All of lore.kernel.org
 help / color / mirror / Atom feed
From: Changlong Xie <xiecl.fnst@cn.fujitsu.com>
To: qemu devel <qemu-devel@nongnu.org>,
	Stefan Hajnoczi <stefanha@redhat.com>,
	Fam Zheng <famz@redhat.com>, Max Reitz <mreitz@redhat.com>,
	Kevin Wolf <kwolf@redhat.com>, Jeff Cody <jcody@redhat.com>
Cc: qemu block <qemu-block@nongnu.org>,
	Paolo Bonzini <pbonzini@redhat.com>, John Snow <jsnow@redhat.com>,
	Eric Blake <eblake@redhat.com>,
	Markus Armbruster <armbru@redhat.com>,
	"Dr.
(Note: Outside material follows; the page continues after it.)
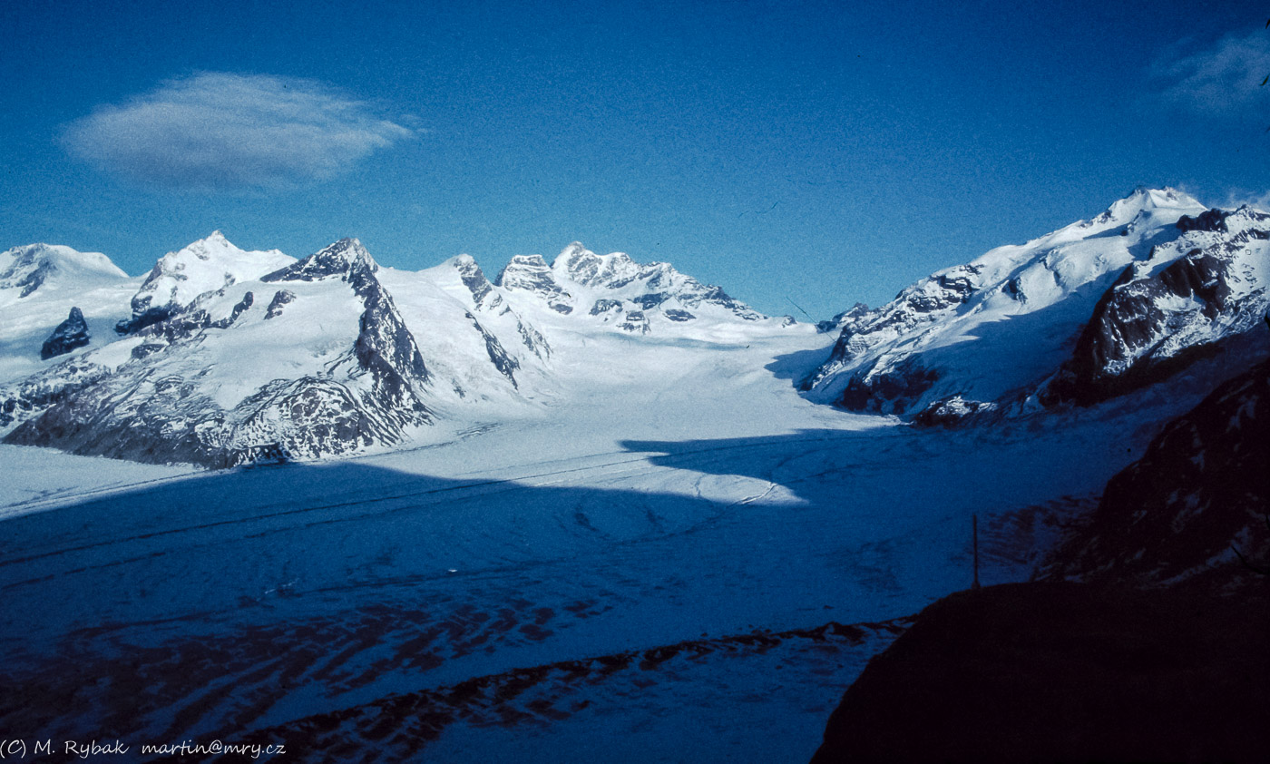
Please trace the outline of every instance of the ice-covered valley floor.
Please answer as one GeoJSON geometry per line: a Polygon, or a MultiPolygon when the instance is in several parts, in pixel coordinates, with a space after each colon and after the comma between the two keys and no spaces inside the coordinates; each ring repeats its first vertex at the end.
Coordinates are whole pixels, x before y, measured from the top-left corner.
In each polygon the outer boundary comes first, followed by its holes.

David Alan Gilbert" <dgilbert@redhat.com>,
	Dong Eddie <eddie.dong@intel.com>,
	Jiang Yunhong <yunhong.jiang@intel.com>,
	zhanghailiang <zhang.zhanghailiang@huawei.com>,
	Gonglei <arei.gonglei@huawei.com>,
	Wen Congyang <wency@cn.fujitsu.com>
Subject: Re: [Qemu-devel] [PATCH v19 08/10] Implement new driver for block replication
Date: Tue, 7 Jun 2016 13:36:55 +0800	[thread overview]
Message-ID: <57565D77.9000302@cn.fujitsu.com> (raw)
In-Reply-To: <1463729780-31982-9-git-send-email-xiecl.fnst@cn.fujitsu.com>

On 05/20/2016 03:36 PM, Changlong Xie wrote:
> +        if (!failover) {
> +            /*
> +             * This BDS will be closed, and the job should be completed
> +             * before the BDS is closed, because we will access hidden
> +             * disk, secondary disk in backup_job_completed().
> +             */
> +            if (s->secondary_disk->bs->job) {
> +                block_job_cancel_sync(s->secondary_disk->bs->job);
> +            }
> +            secondary_do_checkpoint(s, errp);
> +            s->replication_state = BLOCK_REPLICATION_DONE;
> +            aio_context_release(aio_context);
> +            return;
> +        }
> +
> +        s->replication_state = BLOCK_REPLICATION_FAILOVER;
> +        if (s->secondary_disk->bs->job) {
> +            block_job_cancel(s->secondary_disk->bs->job);
> +        }

Since commit b6d2e599 "block: Convert block job core to BlockBackend", 
blockjob uses BB instead of bdrv_ref(), this introduces unexpected 
Segmentation fault with COLO.

In the below backtrace, you can see that. During failover, s->target was 
changed to an illegal value "0x1e1e1e1e1e1e1e1e" in bakup_complete.
Then the active commit job what also has a pointer that refer to 
s->target will use this illegal pointer. To avoid this, we should use 
"bloc_job_cancel_sync" to ensure backup job complete synchronously.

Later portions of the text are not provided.